The populist Czech president remained in hospital on Monday as news sank in that Andrej Babiš, the billionaire prime minister, had suffered a shattering general election defeat days after the release of the Pandora papers and that Miloš Zeman, his main political champion, may be too ill to save him.
Zeman, 77 – whose constitutional powers invest him with a kingmaker’s role potentially allowing him to keep Babiš in office – remained in Prague’s central military hospital a day after being rushed there for emergency treatment for an unspecified chronic illness. Doctors said on Monday that they had stabilised his condition, although doubts persist about his future ability to carry out his duties.
Away from Zeman’s bedside, analysts pondered the reasons for Babiš’ unexpected defeat, which came just days after the release of the Pandora papers shone a light on his financial affairs.
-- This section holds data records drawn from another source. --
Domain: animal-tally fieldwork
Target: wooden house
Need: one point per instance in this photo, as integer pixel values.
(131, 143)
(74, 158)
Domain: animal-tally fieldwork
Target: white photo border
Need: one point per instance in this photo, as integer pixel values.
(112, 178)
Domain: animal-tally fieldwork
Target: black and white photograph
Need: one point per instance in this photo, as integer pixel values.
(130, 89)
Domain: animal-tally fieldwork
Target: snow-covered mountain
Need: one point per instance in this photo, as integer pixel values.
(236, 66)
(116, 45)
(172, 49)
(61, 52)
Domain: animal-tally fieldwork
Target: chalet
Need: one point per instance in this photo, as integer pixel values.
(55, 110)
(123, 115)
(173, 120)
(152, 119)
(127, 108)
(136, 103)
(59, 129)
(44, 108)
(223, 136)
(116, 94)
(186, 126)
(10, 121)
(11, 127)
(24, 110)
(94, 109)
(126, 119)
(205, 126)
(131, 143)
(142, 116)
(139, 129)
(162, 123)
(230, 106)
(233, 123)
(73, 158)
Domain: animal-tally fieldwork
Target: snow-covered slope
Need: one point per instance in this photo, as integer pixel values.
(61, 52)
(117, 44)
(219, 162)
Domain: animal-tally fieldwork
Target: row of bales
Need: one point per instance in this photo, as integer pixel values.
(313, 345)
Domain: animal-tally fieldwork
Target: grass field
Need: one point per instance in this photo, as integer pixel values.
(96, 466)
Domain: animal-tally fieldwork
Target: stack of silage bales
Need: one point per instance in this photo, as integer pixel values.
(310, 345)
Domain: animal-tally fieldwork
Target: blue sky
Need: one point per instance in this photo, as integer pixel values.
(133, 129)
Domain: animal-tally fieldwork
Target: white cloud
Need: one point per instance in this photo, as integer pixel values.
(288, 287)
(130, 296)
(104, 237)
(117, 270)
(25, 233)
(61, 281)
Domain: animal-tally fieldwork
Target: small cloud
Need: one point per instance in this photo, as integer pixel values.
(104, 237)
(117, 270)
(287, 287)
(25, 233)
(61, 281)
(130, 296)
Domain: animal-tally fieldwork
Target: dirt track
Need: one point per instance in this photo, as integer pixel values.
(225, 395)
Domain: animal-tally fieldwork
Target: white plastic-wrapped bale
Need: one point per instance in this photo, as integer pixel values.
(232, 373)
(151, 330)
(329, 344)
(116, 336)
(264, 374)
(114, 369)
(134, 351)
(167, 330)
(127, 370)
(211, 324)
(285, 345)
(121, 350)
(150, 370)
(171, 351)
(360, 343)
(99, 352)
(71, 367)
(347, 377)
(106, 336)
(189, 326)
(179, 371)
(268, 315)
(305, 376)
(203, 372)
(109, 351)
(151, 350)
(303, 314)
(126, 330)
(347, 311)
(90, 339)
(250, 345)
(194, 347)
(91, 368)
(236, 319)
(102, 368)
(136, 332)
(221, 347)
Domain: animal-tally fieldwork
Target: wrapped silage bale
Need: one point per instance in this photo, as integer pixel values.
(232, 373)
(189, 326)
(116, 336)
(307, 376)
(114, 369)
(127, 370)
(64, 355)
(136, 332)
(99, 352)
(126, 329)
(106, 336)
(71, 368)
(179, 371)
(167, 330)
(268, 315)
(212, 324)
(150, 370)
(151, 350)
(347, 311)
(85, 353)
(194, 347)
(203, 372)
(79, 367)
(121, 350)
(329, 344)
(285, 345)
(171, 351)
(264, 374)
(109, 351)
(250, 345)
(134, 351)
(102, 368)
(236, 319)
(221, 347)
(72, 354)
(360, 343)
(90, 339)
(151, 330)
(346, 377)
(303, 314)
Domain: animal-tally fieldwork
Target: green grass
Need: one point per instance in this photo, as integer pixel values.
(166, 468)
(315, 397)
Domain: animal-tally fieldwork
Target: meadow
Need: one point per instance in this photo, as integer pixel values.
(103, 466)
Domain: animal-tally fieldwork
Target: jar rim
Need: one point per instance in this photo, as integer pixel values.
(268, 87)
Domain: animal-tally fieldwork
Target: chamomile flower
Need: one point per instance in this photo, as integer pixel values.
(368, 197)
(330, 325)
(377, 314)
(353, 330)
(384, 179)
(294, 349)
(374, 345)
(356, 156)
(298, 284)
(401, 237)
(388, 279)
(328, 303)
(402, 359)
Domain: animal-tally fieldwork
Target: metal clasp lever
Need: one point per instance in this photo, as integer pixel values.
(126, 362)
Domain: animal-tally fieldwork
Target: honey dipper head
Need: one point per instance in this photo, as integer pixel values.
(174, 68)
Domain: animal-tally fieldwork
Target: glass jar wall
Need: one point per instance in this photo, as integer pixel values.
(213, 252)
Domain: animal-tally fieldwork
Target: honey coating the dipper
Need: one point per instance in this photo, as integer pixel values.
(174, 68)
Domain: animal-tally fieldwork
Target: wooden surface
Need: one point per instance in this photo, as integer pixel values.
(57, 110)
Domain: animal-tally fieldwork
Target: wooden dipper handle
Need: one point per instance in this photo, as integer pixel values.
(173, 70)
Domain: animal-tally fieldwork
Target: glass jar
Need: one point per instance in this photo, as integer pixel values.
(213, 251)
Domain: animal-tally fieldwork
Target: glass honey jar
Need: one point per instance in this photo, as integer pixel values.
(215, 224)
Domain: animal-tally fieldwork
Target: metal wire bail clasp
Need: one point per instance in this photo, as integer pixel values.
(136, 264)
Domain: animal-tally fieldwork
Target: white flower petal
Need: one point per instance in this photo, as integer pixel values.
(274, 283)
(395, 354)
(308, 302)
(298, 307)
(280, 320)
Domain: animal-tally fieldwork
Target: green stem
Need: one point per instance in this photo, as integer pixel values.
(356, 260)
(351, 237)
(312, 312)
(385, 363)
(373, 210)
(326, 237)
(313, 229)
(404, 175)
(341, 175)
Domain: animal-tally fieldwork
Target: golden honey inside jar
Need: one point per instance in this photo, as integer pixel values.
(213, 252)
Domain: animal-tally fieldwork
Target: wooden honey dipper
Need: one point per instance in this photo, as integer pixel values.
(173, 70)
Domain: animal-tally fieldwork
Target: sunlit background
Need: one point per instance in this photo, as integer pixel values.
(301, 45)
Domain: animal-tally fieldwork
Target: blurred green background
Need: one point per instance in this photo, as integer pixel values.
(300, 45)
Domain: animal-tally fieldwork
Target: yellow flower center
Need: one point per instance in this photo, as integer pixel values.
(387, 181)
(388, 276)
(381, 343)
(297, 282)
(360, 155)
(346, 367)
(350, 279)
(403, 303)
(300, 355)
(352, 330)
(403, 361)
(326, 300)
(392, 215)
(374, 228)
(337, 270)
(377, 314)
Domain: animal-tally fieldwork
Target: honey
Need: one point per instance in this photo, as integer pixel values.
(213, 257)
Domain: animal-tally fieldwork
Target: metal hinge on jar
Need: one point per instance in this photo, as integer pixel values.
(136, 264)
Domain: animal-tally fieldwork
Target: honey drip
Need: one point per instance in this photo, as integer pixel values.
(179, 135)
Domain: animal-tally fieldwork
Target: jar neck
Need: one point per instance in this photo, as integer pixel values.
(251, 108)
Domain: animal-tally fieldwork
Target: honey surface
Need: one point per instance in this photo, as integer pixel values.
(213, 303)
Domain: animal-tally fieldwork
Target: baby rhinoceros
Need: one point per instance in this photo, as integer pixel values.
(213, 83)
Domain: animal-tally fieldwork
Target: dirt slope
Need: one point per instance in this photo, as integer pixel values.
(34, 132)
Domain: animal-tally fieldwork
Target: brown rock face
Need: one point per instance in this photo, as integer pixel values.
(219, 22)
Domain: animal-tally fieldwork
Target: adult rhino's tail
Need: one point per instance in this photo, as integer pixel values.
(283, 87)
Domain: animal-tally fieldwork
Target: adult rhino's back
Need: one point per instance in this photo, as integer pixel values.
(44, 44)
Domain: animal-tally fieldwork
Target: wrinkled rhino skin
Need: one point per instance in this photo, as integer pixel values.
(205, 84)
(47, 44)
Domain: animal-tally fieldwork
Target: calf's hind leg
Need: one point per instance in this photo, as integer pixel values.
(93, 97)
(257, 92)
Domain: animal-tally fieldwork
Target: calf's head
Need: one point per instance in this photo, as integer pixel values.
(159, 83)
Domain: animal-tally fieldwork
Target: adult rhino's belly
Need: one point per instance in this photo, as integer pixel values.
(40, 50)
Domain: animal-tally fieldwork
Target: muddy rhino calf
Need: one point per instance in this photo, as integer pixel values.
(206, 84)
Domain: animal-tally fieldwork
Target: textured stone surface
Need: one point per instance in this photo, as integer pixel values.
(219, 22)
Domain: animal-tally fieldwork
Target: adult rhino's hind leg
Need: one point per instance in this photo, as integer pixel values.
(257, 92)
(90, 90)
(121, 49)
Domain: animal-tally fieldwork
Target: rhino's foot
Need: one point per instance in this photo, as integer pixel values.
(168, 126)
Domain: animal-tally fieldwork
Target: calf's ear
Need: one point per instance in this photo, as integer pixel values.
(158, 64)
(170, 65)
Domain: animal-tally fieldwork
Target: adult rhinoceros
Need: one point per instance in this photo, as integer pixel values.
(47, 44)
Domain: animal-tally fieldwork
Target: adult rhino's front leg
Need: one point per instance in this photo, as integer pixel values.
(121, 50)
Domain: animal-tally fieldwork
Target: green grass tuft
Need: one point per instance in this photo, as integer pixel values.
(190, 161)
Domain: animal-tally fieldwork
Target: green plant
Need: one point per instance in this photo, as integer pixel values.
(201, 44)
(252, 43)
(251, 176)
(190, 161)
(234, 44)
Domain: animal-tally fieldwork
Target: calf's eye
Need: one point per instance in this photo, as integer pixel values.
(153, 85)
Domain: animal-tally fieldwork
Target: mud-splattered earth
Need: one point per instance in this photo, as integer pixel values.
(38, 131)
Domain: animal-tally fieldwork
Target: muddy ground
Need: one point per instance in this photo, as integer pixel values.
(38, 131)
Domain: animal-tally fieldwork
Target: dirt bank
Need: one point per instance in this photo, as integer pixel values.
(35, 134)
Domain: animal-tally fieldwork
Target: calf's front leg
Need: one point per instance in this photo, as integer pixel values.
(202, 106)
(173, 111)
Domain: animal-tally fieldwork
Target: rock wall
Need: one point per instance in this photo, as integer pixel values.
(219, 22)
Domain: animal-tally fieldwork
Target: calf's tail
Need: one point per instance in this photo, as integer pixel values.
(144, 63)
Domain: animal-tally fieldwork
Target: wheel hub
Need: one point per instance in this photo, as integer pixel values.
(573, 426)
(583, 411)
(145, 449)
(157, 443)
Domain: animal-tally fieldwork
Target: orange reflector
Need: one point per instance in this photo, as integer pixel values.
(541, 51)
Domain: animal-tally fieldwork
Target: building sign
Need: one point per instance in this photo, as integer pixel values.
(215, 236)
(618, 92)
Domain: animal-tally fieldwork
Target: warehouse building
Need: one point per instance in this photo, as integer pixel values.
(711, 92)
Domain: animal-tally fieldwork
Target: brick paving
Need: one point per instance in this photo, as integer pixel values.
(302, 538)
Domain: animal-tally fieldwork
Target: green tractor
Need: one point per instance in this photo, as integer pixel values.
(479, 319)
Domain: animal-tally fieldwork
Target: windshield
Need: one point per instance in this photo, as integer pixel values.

The result confounded pollsters’ surveys showing his populist ANO (Action for Dissatisfied Citizens) party with a lead of up to 5%. In the event, it lost the popular vote by less than 1% to the centre-right Spolu (Together) faction, which had painted the prime minister as a threat to democracy
Speculation that the Pandora papers – and their disclosure that Babiš had set up a network of offshore companies to buy a mansion and other properties in the south of France for £13m in 2009 – may have played a decisive role was fuelled by a Czech Television poll suggesting that 8% of ANO supporters switched to another party as a result. Babiš has denied any wrongdoing.
The revelations, published four days before the poll, dominated the Czech news for days afterwards, undercutting Babiš’ normally effortless ability to dictate the media agenda through his ownership of two of the country’s leading newspapers and its biggest commercial radio station. Even papers in the MAFRA group, the publishing house that is part of Babiš’ multi-sector Agrofert conglomerate, found they could not ignore the story. Babiš has protested his innocence of any illegalities.
The prime minister denounced the Pandora leak as deliberately calculated to hurt his electoral chances, even though he was just one among many international figures identified in the papers.
Analysts believe the leak may have added to a cumulative effect of mounting financial controversies attaching to Babiš, including the allegedly fraudulent acquisition of European small business funds to develop Stork’s Nest, a business and conference centre outside Prague, and conflict of interest probes launched by the European Commission into grants obtained by Agrofert.
“I think the Pandora Papers might have played some role,” said Jiří Pehe, a Czech political analyst. “If you look back, it’s one scandal after another with Mr Babiš and perhaps even his own voters might have thought, ‘this is enough’. It may have affected the vote by one or two per cent and because it was a very close election, that might be significant in the terms of the final result.”
That loss of support was compounded by the fate of the two minority parties that kept Babiš in office, the Social Democrats (CSSD), ANO’s junior coalition partner, and the Communists (KSCM), which voted with the government in parliament. Both parties failed to pass the 5% vote threshold needed to enter parliament.
For the Communists, successor to the party that ruled Czechoslovakia throughout the cold war, it was the first time since they were formed a century ago that they had failed to enter parliament.